Medical staff didn't know what to do with Julia's sense of humor and approach. Unlike Stephen Schneider, a scientist who, in his book The Patient from Hell, describes how he and his wife researched every aspect of his disease, using scientific principles of analysis to question every suggested treatment while lobbying for new and sometimes more expensive alternatives, Julia's responses came from a place of intuition and inner knowing. For doctors who deal with facts and knowns, her refusal to accept some of their diagnoses, tests, medications, and limitation prognoses, just because she had a gut feeling they were unfounded, resulted in frustration and demeaning judgment.

Had they chosen instead to see Julia as a fellow human being, to have compassion for this person whose life had just been turned upside down, to listen to her concerns and feelings, to understand that she knew her own body and trusted her intuition, to laugh with her instead of accusing her of being in denial, to include her as an integral part of the treatment team, they would have been put in touch with their own humanity and grown from the experience. They would have appreciated this vibrant, funny, loving woman who worked so hard to regain her ability to walk, to learn how to hold her left arm so the shoulder didn't fall out of the socket, to make the muscles on the left side of her face work so she would look more symmetrical. They would have rejoiced with her as she proved so many of their dire predictions wrong. They would have become better healers for their future patients. Fortunately, she did have one doctor, her neurologist, who embodied all these positive characteristics and made up for all the others.

From the beginning, Julia refused to allow messages of gloom and doom to surround her. No pity and sadness. In her upbeat way, she promoted positive thinking. She assumed she would walk, maybe even roller blade. She wanted to be a mother to her son and a wife to her husband. When finally released from rehab, still unsteady on her feet, she decided not to have handicap modifications made to her house because she was determined not to have a handicap.

A shift to the first person in the final section of the book allows Julia to speak to us personally about what she has learned from her experience.
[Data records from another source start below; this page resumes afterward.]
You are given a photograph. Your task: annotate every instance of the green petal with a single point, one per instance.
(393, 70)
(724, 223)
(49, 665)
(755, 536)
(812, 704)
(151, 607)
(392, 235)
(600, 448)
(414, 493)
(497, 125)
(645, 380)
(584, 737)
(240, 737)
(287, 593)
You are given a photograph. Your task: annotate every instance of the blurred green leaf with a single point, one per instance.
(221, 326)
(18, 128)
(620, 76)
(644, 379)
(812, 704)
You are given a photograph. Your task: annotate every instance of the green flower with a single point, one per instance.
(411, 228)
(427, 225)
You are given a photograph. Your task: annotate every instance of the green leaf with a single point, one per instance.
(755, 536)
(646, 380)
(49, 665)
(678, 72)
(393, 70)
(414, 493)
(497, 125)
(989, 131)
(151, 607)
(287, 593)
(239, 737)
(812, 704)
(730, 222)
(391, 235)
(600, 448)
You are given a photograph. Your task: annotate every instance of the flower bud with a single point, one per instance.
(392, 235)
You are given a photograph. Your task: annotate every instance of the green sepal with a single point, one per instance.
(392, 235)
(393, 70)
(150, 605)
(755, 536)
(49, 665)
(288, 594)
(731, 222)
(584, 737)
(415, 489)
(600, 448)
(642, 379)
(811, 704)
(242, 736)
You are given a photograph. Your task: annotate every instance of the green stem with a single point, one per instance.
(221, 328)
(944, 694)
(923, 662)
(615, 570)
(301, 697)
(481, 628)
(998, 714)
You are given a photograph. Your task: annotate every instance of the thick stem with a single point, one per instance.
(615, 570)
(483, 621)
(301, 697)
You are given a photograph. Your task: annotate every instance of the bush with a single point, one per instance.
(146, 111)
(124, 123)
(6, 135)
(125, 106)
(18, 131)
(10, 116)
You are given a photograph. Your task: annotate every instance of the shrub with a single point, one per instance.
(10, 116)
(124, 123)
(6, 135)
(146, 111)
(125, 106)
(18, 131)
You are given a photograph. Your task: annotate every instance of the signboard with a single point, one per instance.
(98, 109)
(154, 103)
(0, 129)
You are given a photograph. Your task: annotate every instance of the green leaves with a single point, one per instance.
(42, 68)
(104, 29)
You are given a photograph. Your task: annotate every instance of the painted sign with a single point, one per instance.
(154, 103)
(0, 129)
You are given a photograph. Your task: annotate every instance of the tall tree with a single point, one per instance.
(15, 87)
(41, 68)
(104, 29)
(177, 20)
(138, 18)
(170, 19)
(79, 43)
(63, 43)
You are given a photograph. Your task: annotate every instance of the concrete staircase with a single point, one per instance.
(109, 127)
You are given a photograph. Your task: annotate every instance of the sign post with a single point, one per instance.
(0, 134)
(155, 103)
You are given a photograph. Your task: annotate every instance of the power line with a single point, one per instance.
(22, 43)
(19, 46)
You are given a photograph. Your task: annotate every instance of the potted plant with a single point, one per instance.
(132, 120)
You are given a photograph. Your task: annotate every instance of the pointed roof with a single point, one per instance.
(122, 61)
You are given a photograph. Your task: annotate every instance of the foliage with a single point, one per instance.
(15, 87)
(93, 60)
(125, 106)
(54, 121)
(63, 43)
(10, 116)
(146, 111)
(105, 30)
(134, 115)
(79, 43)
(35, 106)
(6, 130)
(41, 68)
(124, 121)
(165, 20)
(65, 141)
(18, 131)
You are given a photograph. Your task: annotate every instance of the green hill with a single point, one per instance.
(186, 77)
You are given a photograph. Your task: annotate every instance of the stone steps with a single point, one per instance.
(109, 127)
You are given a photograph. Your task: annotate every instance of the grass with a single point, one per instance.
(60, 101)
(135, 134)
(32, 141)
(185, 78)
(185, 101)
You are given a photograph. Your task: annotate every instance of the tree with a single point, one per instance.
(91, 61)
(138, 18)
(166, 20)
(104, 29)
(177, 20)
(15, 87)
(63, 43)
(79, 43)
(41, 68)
With her ability to see the bright side, she senses that she is a better person for it all, that she has been given the gift of recognizing her blessings. She now understands what we all can learn if we step back from our hectic pace, hopefully without requiring a devastating illness or accident: that life is a gift, that we are meant to share love and kindness with others.

Julia's determined reactions are lessons in how to take charge, believe in ourselves, rise above "the system," and hold on to our right to hope and to be treated as respected beings.

Don't Leave Me This Way is a powerful and profound resource for both the medical community and for patients. It will help make doctors better doctors, and patients better patients.